# Dont want to seem simple ,but!



## quaders (16 Jan 2014)

Hi all,
lm going down the low tech route and need some simple advice. I have Tetra complete substrate as a base topped with gravel but would also like to dose the tank with extra ferts as a weekly routine,what would be recommended? 
Any advice gratefully recieved


----------



## Alastair (17 Jan 2014)

Hi quaders 
What is your stocking level tank size etc. 

You could dose tom barrs recommendations per 20 gallons once a week or every fortnight 
1/4 Teaspoon of Seachem Equilibrium (for traces and Calcium + Magnesium). (1.42 ppm Ca, 0.42 ppm Mg, 3.43 ppm K and 0.02 ppm Fe)

1/8 Teaspoon of KNO3 (Potassium Nitrate) (5.27 ppm NO3 and 3.32 ppm K)

1/32 Teaspoon of KH2PO4(Potassium Mono Phosphate) (1.61 ppm PO4 and 0.66 ppm K)

Or purchase one of the all in one ferts from on of our sponsors aquarium plant food fluid sensor etc and dose the recommended daily amount just once a week


----------



## quaders (17 Jan 2014)

Hi Alastair
Thanks for reply,tank size is approx 390 litres,running on a all pond solutions 1400 external, 2x t5 tubes,stock at moment
2 adult angels
2xFlash plecos
4xBoesemani rainbows
6xCherry barbs
10xRummy nose tets
4Xcorys
4xgobies
3x


----------



## quaders (17 Jan 2014)

sorry sent half a message ,plants in tank are Crypts,Anubia,Java fern,and lots of hornwort.Tank is doing well but plants look a bit tired and could do with a boost.I think the all in one fert sounds good ,dont feel to confident in mixing
my own chemistry was never a strong point!
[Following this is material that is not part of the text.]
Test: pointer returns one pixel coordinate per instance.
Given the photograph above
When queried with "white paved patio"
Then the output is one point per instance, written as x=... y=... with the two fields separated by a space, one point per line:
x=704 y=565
Would you recommend any particular brand?


----------



## kirk (17 Jan 2014)

Mixing your own is simple and saves money. Especially with the size tank you have. Also you know what is in there as you mixed it


----------



## Alastair (17 Jan 2014)

quaders said:


> sorry sent half a message ,plants in tank are Crypts,Anubia,Java fern,and lots of hornwort.Tank is doing well but plants look a bit tired and could do with a boost.I think the all in one fert sounds good ,dont feel to confident in mixing
> my own chemistry was never a strong point! Would you recommend any particular brand?



If you order aquarium plant foods ei starter kit it tells you what to add to the mix and how much to dose. Just reduce the dosing to quarter the recommended


----------



## quaders (19 Jan 2014)

Alastair/Kirk thanks for the advice I will look into it, ive also just found the Tom Barr report so I think ive got a bit of reading to do!


----------